The above paintings were completed during my last year of study at the University of Lethbridge. Researching the history of the land in Southern Alberta through texts, past news articles, photographic collections, and travels to local historic sites and Provincial Parks, I was able to gain a greater understanding of the land I was living on. Further reflecting on these locations during the act of painting them, I started to feel a greater connection to their histories as sites of spiritual, cultural, environmental, and political importance. 

The Sweet Grass Hills, located in Montana shortly across the Canada-USA border, are visible from the UNESCO World Heritage Site Writing-On-Stone Provincial Park.
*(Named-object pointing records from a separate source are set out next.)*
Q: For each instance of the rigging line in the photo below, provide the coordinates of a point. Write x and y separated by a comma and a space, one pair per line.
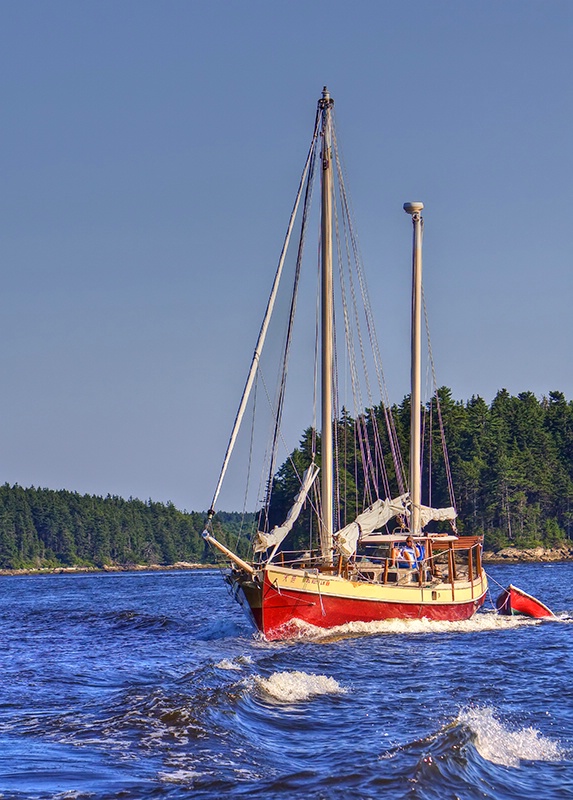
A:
249, 466
283, 442
265, 323
438, 407
282, 389
367, 462
390, 425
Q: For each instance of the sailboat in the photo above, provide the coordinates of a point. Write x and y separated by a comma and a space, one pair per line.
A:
385, 562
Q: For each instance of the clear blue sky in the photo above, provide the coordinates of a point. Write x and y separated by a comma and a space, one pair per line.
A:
150, 156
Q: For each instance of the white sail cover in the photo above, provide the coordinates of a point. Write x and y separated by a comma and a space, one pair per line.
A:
375, 516
381, 512
278, 533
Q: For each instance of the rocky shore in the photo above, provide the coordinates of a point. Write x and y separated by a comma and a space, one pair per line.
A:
507, 555
108, 568
534, 554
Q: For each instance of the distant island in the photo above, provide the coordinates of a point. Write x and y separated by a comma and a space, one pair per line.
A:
511, 464
44, 528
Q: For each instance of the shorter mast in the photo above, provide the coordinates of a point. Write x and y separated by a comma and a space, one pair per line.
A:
416, 369
325, 105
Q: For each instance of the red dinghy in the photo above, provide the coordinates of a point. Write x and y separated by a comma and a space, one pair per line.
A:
515, 601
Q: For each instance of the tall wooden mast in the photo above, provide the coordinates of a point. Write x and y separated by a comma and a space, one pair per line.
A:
325, 105
415, 210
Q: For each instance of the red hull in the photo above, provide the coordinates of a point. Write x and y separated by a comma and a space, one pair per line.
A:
514, 601
276, 613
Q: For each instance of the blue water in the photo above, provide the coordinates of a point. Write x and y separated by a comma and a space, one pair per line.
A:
137, 685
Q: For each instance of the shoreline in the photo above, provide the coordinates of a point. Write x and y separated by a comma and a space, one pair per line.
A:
533, 555
179, 565
508, 555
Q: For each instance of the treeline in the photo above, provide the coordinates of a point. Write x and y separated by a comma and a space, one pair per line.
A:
46, 528
511, 464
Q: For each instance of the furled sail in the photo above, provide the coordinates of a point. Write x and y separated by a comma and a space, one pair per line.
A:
375, 516
381, 512
278, 533
428, 514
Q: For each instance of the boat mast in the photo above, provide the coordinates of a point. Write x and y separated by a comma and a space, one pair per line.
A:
416, 369
325, 105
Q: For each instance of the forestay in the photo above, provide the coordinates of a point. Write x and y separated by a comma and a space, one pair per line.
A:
278, 533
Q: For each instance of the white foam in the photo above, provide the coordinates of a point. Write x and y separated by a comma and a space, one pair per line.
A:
226, 663
498, 744
179, 776
480, 622
288, 687
234, 664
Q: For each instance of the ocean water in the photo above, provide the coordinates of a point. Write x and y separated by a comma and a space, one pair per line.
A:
153, 685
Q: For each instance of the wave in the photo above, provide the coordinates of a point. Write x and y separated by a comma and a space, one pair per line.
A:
295, 686
480, 623
234, 664
495, 742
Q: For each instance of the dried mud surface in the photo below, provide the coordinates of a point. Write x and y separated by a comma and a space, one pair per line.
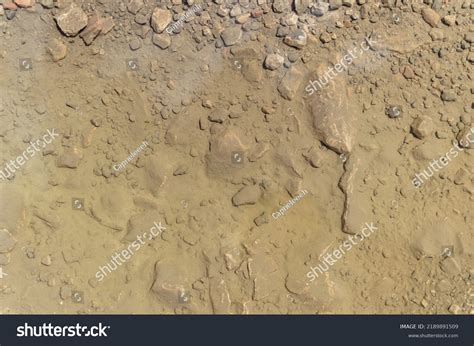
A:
231, 136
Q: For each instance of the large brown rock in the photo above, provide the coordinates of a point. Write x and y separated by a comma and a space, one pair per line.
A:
71, 20
160, 19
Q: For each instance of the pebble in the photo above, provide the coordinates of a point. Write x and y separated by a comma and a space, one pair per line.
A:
430, 16
71, 20
231, 35
296, 39
247, 195
273, 61
7, 241
161, 40
160, 19
57, 49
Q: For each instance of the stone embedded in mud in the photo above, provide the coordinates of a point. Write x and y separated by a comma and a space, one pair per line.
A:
422, 127
160, 19
155, 175
57, 49
135, 5
231, 35
430, 16
291, 82
173, 278
25, 3
93, 29
7, 241
301, 6
161, 40
331, 116
274, 61
221, 148
280, 6
12, 209
70, 158
220, 297
296, 39
247, 195
71, 20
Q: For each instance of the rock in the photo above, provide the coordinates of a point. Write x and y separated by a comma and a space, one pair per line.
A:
469, 37
13, 214
7, 241
334, 4
291, 82
161, 40
448, 96
93, 29
449, 20
319, 9
107, 24
252, 71
219, 294
221, 148
47, 3
430, 16
9, 5
70, 158
156, 174
301, 6
10, 14
422, 127
135, 5
160, 19
25, 3
247, 195
231, 35
57, 49
71, 20
280, 6
296, 39
273, 61
135, 43
330, 112
173, 278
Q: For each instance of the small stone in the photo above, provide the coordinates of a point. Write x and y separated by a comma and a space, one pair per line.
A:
71, 20
7, 241
47, 3
448, 96
247, 195
335, 4
274, 61
430, 16
231, 35
408, 72
261, 219
25, 3
422, 127
57, 49
393, 111
160, 19
46, 261
135, 44
301, 6
297, 39
161, 40
454, 309
93, 29
70, 158
449, 20
135, 5
320, 9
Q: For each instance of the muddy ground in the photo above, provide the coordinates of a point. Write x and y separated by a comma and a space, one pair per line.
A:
218, 92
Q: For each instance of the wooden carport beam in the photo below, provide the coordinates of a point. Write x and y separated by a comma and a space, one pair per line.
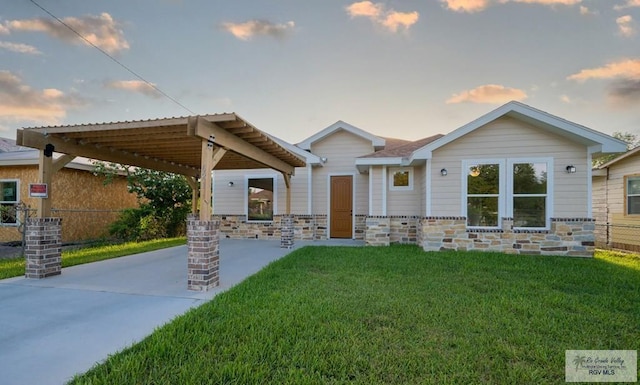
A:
221, 137
47, 166
210, 158
34, 139
287, 183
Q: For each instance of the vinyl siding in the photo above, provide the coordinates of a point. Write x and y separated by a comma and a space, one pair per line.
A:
340, 148
509, 138
616, 193
405, 202
230, 200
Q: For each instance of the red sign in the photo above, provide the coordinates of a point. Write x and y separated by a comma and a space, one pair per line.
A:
38, 190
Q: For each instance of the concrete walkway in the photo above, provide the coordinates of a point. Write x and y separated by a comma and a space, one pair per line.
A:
54, 328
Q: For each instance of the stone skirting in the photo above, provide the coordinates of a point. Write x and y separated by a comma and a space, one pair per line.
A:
567, 236
43, 247
305, 227
203, 254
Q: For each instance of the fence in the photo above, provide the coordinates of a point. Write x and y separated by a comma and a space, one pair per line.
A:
623, 237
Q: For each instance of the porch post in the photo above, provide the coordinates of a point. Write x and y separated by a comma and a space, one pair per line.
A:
286, 222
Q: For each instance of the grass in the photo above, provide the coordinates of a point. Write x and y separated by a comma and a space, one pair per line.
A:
393, 315
14, 267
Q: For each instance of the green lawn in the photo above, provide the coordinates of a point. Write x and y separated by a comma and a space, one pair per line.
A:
394, 315
14, 267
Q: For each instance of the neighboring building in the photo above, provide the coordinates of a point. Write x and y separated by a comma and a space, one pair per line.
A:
516, 180
616, 202
86, 205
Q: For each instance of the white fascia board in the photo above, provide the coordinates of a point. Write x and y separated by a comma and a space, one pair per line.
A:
376, 141
578, 133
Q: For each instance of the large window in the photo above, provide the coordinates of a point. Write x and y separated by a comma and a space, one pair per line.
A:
633, 195
260, 199
401, 179
508, 188
9, 190
529, 194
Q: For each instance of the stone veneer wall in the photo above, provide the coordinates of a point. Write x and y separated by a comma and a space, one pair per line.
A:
43, 247
567, 236
305, 227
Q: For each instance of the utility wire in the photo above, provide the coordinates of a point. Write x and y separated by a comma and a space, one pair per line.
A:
113, 58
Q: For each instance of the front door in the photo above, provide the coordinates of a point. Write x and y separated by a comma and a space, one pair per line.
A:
341, 204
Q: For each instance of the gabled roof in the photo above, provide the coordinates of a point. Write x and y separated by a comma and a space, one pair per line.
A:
376, 141
594, 140
620, 157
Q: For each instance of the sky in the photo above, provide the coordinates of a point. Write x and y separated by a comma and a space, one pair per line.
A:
404, 68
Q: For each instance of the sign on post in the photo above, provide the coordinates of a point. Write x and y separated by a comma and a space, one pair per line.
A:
38, 190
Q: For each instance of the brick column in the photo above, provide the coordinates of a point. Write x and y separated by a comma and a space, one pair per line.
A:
286, 231
43, 247
203, 256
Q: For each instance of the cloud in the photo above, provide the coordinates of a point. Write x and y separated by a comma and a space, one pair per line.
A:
247, 30
19, 48
101, 30
626, 26
490, 93
628, 4
471, 6
19, 102
624, 91
628, 69
376, 12
134, 86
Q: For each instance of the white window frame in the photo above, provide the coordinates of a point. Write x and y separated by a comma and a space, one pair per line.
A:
548, 195
2, 202
627, 195
393, 170
506, 195
246, 196
466, 164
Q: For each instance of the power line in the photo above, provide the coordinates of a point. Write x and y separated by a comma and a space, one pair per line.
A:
113, 58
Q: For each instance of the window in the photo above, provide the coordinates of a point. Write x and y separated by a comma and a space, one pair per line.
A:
8, 201
483, 194
517, 188
401, 179
633, 195
529, 194
260, 199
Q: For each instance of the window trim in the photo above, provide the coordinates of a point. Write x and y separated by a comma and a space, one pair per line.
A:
549, 195
626, 194
274, 177
393, 170
466, 164
17, 181
505, 189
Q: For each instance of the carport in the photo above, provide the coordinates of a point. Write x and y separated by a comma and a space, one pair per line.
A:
192, 146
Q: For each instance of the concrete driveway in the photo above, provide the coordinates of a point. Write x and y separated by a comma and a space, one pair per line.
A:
54, 328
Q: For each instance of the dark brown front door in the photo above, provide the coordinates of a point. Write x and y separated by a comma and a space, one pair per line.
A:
341, 207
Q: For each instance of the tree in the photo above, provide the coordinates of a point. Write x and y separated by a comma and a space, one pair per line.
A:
164, 199
632, 140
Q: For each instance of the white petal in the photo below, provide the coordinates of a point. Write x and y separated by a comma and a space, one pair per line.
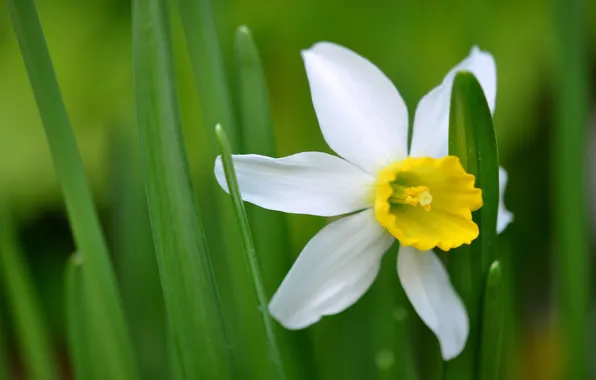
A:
504, 216
428, 288
362, 115
333, 271
431, 121
305, 183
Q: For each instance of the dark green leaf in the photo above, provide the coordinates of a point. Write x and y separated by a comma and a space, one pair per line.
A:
472, 139
492, 326
23, 305
192, 306
112, 341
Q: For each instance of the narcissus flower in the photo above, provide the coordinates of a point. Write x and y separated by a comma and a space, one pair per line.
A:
422, 196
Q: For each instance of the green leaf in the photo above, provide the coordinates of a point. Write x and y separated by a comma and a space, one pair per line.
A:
112, 339
192, 305
134, 255
240, 309
4, 366
208, 68
77, 321
31, 332
570, 188
492, 325
472, 139
249, 249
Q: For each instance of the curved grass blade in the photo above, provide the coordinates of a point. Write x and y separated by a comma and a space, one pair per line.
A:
492, 325
472, 139
249, 250
81, 358
192, 306
32, 335
103, 300
572, 253
240, 309
269, 228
The Blackfoot name for the Sweet Grass Hills, Katoyissiksi, comes from a story about a young man named Katoyissa (This story is shared in English and Blackfoot on the Glenbow Museum website: https://www.glenbow.org/blackfoot/EN/html/traditional_stories.htm#katoyissa). Both the Sweet Grass Hills and Writing-On-Stone, known as Áísínai’pi, are important cultural sites to the Blackfoot people. All of the locations depicted in this series of paintings are part of the lands traditionally belonging to the people of the Blackfoot Confederacy.

The Milk River runs through Áísínai’pi and along the north side of Katoyissiksi. The Milk River and the St. Mary River both take form within the territory of  the Blackfeet Indian Reservation in the United States, then crossing the border into Canada. The Milk River eventually turns back across the border to join the Missouri River within Montana, while the St. Mary joins the Oldman River, itself a tributary of the South Saskatchewan River. 

The St. Mary Reservoir, developed in the 1950s through the damming of the St. Mary River, borders the Kainai Nation Blood 148 Indian Reserve. It is also close to the town of Cardston, AB, which was established by Mormon settlers in the 1880s on the edge of the reserve and today remains a majority Mormon population. The Reservoir was built mainly to service agricultural irrigation needs, delivering water through canals and pipelines to over 350,000 acres of land between Lethbridge and Medicine Hat, making it Canada's largest irrigation district.